Scientists have developed a new strategy for diagnosing mitochondrial diseases and identified the Mrps34 gene as a cause for Leigh syndrome.
Diagnosing mitochondrial diseases is often a hard task, and while genetic screening of a person’s entire genome has helped, additional strategies are in need to identify the most difficult cases.
Now, a team of scientists at the Murdoch Children’s Research Institute (MCRI) in Australia found a new cause underlying Leigh syndrome, the most common form of childhood mitochondrial disease.
They found mutations in a gene called Mrps34 in six patients with Leigh syndrome from different parts of the world, including Australia, France, and the United States. The findings were only possible with researchers applying a different technique called quantitative proteomics.
“A key approach was using quantitative proteomics. This process involves sampling all the proteins in a cell at once to identify any problems with the cellular machinery,” Nicole Lake, a Murdoch PhD student and the study’s first author, said in a press release. “Using this technique, you get a snapshot of what’s happening in cells.”

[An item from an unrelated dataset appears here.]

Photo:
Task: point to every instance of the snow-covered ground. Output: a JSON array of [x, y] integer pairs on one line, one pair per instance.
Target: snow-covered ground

The MRPS34 is a component of mitochondrial ribosomes, called mitoribosomes, which are the protein synthesis machinery responsible for the production of proteins involved in the mitochondrial oxidative phosphorylation (OXPHOS) system. This system, located in the inner membrane of our mitochondria, is where the majority of the energy used by cells is produced.
Researchers performed quantitative proteomics in skin cells extracted from the six patients as well as in healthy skin cells, called controls. They found that the mutations led to a reduction in MRPS34 protein levels. Examining the mitoribosome profile by quantitative proteomics showed that its assembly was impaired, with half of its members falling apart.

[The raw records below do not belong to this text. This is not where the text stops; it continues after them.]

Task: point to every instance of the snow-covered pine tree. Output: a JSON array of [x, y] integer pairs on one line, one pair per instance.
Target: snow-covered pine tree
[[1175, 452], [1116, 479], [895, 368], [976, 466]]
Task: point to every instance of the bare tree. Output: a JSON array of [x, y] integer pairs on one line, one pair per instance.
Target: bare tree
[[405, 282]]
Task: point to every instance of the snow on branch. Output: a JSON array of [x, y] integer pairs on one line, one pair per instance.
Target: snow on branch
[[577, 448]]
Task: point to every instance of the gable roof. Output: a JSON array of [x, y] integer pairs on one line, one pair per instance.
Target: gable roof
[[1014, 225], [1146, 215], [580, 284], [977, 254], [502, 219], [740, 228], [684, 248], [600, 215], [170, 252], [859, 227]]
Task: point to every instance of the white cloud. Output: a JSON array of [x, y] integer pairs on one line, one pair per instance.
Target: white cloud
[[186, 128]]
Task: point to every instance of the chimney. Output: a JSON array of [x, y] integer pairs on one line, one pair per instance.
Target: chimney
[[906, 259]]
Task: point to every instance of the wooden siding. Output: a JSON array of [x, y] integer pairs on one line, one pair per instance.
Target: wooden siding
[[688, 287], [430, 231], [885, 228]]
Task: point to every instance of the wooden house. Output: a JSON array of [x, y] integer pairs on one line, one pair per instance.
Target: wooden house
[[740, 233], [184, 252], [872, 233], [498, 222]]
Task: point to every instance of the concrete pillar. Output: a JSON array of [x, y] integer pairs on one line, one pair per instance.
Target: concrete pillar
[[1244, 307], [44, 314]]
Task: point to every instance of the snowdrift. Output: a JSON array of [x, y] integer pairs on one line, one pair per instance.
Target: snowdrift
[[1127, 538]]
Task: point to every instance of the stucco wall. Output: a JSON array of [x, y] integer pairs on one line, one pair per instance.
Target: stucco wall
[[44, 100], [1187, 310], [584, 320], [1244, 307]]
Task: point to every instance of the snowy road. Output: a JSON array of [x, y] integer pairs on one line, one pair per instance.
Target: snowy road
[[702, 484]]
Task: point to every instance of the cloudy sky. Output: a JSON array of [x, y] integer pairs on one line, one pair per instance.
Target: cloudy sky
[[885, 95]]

These results establish the Mrps34 gene as an important cause for mitochondrial diseases and that employing quantitative proteomics could help improve the diagnosis of these fatal diseases.
“This approach will therefore help to end the diagnostic odyssey for families with children suspected of mitochondrial and other inherited diseases,” said Murdoch chief investigator and Prof. David Thorburn, the study’s lead author.
“Early diagnosis improves the chance for early intervention. It can also provide the opportunity to enroll patients with mitochondrial diseases into clinical trials to test many new promising therapies that are in the pipeline, but not yet proven,” Thorburn added.
Sean Murray, CEO of the Australian Mitochondrial Disease Foundation (AMDF) said he was thrilled to see “an outcome like this, as it has been partly supported by the hard work of AMDF fund-raisers through activities such as our ‘Bloody Long Walks’ and demonstrates the value of researchers engaging with the patient community.”